The sad news took me back to the first time I met Jenson and his dad at his very first Formula 1 test for Williams F1 at Jerez in Spain in early 2000.
Much was riding on the test- it was a shootout between Jenson and Bruno Junqueira , whoever was fastest would decide who got the Williams seat.
While Jenson was tied up in team briefings and seat fittings etc I got to spend a little bit of time with John Button.
My memories of him was a very warm, straightforward guy who was justifiably very, very proud of his son and just wanted him to do very well, and who was only too pleased to be photographed with his son while he had his shot at the big time.
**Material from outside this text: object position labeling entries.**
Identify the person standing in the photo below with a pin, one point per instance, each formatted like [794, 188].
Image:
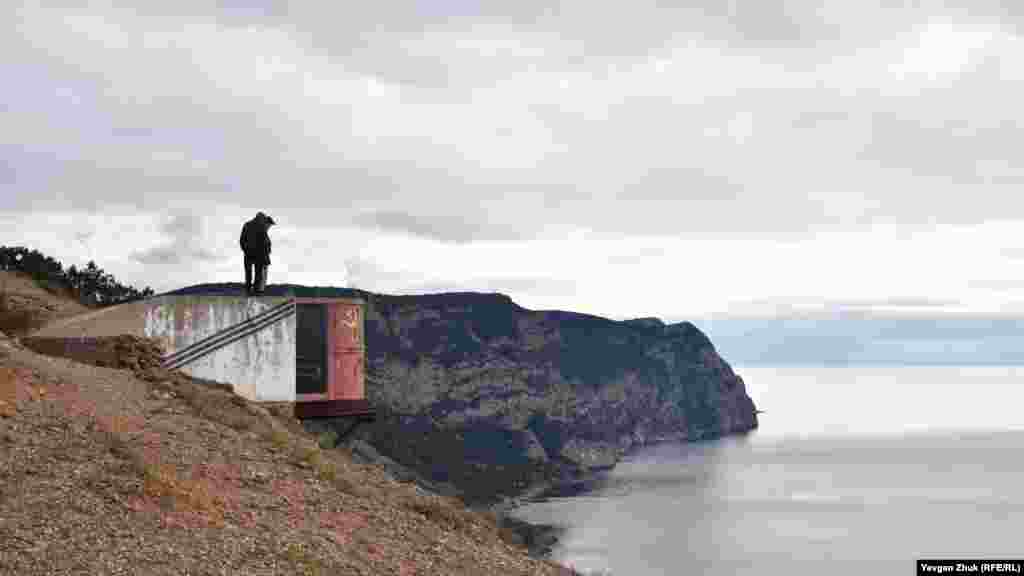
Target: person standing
[255, 243]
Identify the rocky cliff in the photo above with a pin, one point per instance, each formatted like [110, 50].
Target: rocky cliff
[483, 396]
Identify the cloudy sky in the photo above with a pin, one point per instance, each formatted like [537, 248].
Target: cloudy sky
[696, 159]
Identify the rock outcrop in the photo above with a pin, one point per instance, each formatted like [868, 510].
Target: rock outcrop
[481, 394]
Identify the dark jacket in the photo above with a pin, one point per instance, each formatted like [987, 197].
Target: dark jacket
[255, 241]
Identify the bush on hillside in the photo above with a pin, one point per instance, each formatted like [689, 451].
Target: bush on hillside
[90, 285]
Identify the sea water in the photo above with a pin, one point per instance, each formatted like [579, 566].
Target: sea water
[853, 470]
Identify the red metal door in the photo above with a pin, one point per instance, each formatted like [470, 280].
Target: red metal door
[347, 352]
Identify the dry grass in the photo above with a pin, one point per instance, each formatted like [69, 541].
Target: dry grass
[302, 562]
[16, 322]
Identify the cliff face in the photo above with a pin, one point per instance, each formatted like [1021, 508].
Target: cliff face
[548, 385]
[488, 397]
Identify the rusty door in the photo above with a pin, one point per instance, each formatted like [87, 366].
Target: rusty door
[347, 351]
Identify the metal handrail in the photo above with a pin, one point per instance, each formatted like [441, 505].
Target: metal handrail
[228, 335]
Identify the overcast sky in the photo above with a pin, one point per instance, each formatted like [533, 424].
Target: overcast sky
[714, 158]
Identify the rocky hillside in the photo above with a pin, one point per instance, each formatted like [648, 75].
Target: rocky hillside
[117, 470]
[482, 397]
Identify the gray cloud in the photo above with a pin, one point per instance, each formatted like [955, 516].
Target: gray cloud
[446, 121]
[445, 229]
[185, 245]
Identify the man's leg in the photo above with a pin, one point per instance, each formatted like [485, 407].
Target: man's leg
[249, 275]
[260, 278]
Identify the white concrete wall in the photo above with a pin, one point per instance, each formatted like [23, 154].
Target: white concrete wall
[260, 367]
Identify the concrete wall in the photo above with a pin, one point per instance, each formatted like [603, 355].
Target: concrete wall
[261, 367]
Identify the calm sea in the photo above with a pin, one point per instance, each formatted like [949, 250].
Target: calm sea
[854, 470]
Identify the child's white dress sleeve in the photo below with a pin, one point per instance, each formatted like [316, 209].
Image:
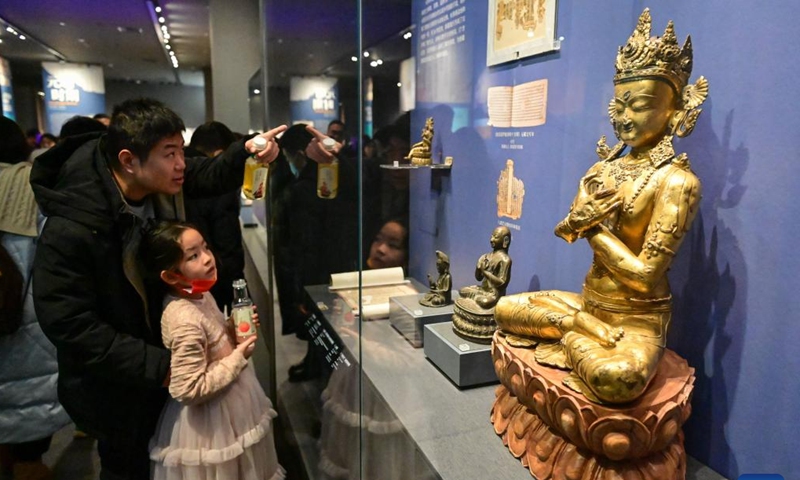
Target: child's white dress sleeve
[193, 378]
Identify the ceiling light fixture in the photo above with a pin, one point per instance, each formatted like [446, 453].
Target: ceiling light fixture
[11, 28]
[162, 32]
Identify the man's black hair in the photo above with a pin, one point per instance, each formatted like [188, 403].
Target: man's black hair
[295, 138]
[138, 125]
[212, 136]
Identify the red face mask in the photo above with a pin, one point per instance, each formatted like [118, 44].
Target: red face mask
[198, 285]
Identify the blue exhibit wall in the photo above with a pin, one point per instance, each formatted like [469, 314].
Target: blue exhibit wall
[734, 281]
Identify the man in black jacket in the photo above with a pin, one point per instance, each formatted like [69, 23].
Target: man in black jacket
[90, 297]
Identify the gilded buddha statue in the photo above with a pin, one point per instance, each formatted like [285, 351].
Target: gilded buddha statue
[439, 294]
[473, 313]
[634, 207]
[420, 152]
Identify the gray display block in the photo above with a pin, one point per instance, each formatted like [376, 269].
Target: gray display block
[466, 363]
[409, 318]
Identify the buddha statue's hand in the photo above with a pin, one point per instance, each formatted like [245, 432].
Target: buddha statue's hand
[592, 205]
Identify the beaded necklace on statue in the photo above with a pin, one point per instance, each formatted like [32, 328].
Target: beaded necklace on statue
[621, 172]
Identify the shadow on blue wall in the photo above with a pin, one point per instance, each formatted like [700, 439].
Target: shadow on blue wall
[709, 280]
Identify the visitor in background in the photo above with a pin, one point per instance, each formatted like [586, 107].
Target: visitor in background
[29, 410]
[218, 217]
[103, 118]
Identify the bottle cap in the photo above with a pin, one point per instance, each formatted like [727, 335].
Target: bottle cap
[328, 144]
[260, 143]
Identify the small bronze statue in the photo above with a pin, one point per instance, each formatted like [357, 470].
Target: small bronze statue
[420, 153]
[439, 296]
[473, 316]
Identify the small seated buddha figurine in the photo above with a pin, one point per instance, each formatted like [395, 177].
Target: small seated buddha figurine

The next time I photographed Jenson was when he won the F1 world championship and I actually remembered to take the photograph that I took with me the photo shoot, so often people don't actually get to see the photograph is shot of them - the media just move onto the next thing and promises to send photographs so often forgotten
Jenson was pleased to see it and thanked me - you could see he was pleased 'I shall have to give this to the old man' he said with a smile.
It's nice to say thank you sometimes.
Technical note
Looking at the photograph on the system it once again made me realise how far things have moved on.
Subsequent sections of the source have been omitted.